Anomali pada daerah servikal atau pada dasar tengkorak, seperti
platybasia atau klippel-feil syndrome dapat didiagnosis melalui pemeriksaan
radiologi. Kadang kadang arakhnoiditis dapat memasuki sirkulasi dalam medulla
spinalis yang dapat menunjukkan gejala seperti lesi langsung pada medulla
spinalis. Pada arakhnoiditis, terdapat peningkatan protein CSS yang sangat berarti.

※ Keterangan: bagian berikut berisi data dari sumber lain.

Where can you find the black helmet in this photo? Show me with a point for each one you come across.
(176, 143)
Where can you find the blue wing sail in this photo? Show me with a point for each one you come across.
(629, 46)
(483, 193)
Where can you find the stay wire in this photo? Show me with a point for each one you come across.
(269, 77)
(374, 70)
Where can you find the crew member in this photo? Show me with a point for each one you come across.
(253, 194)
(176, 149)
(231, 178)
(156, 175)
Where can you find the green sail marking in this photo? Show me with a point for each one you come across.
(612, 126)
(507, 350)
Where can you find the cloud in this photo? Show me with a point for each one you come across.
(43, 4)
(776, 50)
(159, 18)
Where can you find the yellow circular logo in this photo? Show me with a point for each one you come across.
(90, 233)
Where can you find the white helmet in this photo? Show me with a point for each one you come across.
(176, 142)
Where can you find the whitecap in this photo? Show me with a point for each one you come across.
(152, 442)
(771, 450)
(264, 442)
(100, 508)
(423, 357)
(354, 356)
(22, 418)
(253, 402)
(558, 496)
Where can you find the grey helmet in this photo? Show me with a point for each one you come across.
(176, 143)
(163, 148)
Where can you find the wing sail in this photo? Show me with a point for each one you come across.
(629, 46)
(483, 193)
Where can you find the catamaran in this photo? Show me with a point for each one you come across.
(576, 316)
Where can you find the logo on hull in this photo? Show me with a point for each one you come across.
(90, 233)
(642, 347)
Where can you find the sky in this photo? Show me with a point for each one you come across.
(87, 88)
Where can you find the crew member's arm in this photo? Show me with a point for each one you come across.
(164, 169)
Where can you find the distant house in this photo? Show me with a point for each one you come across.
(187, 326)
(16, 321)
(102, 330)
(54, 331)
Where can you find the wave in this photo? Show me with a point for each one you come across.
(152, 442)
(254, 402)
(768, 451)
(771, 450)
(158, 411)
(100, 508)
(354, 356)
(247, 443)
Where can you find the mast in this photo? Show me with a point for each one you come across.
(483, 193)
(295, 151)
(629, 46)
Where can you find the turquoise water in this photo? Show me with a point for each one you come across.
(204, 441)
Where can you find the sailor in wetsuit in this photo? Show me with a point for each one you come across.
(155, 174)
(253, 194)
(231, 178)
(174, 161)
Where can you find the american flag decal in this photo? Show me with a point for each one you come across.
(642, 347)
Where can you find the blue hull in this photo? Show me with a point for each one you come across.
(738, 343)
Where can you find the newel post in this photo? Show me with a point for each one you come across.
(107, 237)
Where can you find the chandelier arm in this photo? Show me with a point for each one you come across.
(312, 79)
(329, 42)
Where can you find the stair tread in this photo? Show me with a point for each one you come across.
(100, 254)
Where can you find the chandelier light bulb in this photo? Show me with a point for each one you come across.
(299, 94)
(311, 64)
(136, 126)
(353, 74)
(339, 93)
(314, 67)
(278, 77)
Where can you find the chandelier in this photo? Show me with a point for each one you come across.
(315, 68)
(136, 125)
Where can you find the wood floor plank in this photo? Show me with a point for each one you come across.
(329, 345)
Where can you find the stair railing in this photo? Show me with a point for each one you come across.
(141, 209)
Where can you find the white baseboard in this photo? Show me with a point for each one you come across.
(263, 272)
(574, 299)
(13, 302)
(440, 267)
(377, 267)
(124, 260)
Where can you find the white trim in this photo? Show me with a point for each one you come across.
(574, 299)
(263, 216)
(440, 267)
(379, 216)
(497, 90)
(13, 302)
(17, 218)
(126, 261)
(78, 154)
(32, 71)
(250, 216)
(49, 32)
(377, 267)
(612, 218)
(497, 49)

Tumor jinak pada medulla spinalis mempunyai ciri khas berupa
pertumbuhan yang lambat namun progresif selama bertahun-tahun. Apabila
sebuah neurofibroma tumbuh pada radiks dorsalis, akan terasa nyeri yang
menjalar selama bertahun-tahun sebelum tumor ini menunjukkan gejala-gejala
lainnya yang dikenali dan didiagnosis sebagai tumor. Sebaliknya, onset yang tiba-
tiba dengan defisit neurologis yang berat, dengan atau tanpa nyeri, hampir selalu
mengindikasikan suatu tumor ekstradural malignan, seperti karsinoma metastasis
atau limfoma.
Penatalaksanaan Dan Terapi
Penatalaksanaan terdiri atas :
- Stabilisasi : fusi spinal
- Pengobatan : relaksan otot, transquilizer, anti koagulan, laksatif, antasida
dan steroid.
- Tumor Ekstradural :
o Laminektomie
o Hormon, radiasi dan kemoterapi merupakan pengobatan tambahan
- Tumor Intradural :
o Pengangkatan dengan pembedahan
Penatalaksanaan untuk sebagian besar tumor baik intramedular maupun
ekstramedular adalah dengan pembedahan. Tujuannya adalah untuk
menghilangkan tumor secara total dengan menyelamatkan fungsi neurologis
secara maksimal. Kebanyakan tumor intradural-ekstramedular dapat direseksi
secara total dengan gangguan neurologis yang minimal atau bahkan tidak ada post
operatif. Tumor-tumor yang mempunyai pola pertumbuhan yang cepat dan agresif
secara histologist dan tidak secara total di hilangkan melalui operasi dapat diterapi
dengan terapi radiasi post operasi.
Terapi yang dapat dilakukan pada tumor medulla spinalis adalah :
a. Pembedahan
Pembedahan sejak dulu merupakan terapi utama pada tumor
medulla spinalis. Pengangkatan yang lengkap dan defisit minimal post
operasi, dapat mencapai 90% pada ependymoma, 40% pada astrositoma
dan 100% pada hemangioblastoma. Pembedahan juga merupakan
penatalaksanaan terpilih untuk tumor ekstramedular. Pembedahan, dengan
tujuan mengangkat tumor seluruhnya, aman dan merupakan pilihan yang
efektif. Pada pengamatan kurang lebih 8.5 bulan, mayoritas pasien
terbebas secara keseluruhan dari gejala dan dapat beraktifitas kembali.
b. Terapi radiasi
Tujuan dari terapi radiasi pada penatalaksanaan tumor medulla
spinalis adalah untuk memperbaiki kontrol lokal, serta dapat
menyelamatkan dan memperbaiki fungsi neurologik. Tarapi radiasi juga
digunakan pada reseksi tumor yang inkomplit yang dilakukan pada daerah
yang terkena.
c. Kemoterapi
Penatalaksanaan farmakologi pada tumor intramedular hanya
mempunyai sedikit manfaat. Kortikosteroid intravena dengan dosis tinggi
dapat meningkatkan fungsi neurologis untuk sementara tetapi pengobatan
ini tidak dilakukan untuk jangkawaktu yang lama. Walaupun steroid dapat
menurunkan edema vasogenik, obat-obatan ini tidak dapat menanggulangi
gejala akibat kondisi tersebut. Penggunaan steroid dalam jangka waktu
lama dapat menyababkan ulkus gaster, hiperglikemia dan penekanan
system imun dengan resiko cushing symdrome dikemudian hari. Regimen
kemoterapi hanya meunjukkan angka keberhasilan yang kecil pada terapi
tumor medulla spinalis. Hal ini mungkin disebabkan oleh adanya sawar
darah otak yang membatasi masuknya agen kemotaksis pada CSS.
Prognosis
Tumor dengan gambaran histopatologi dan klinik yang agresif mempunyai
prognosis yang buruk terhadap terapi. Pembedahan radikal mungkin dilakukan
pada kasus-kasus ini. Pengangkatan total dapat menyembuhkan atau setidaknya
pasien dapat terkontrol dalam waktu yang lama. Fungsi neurologis setelah
pembedahan sangat bergantung pada status pre operatif pasien. Prognosis semakin
buruk seiring meningkatnya umur (>60 tahun).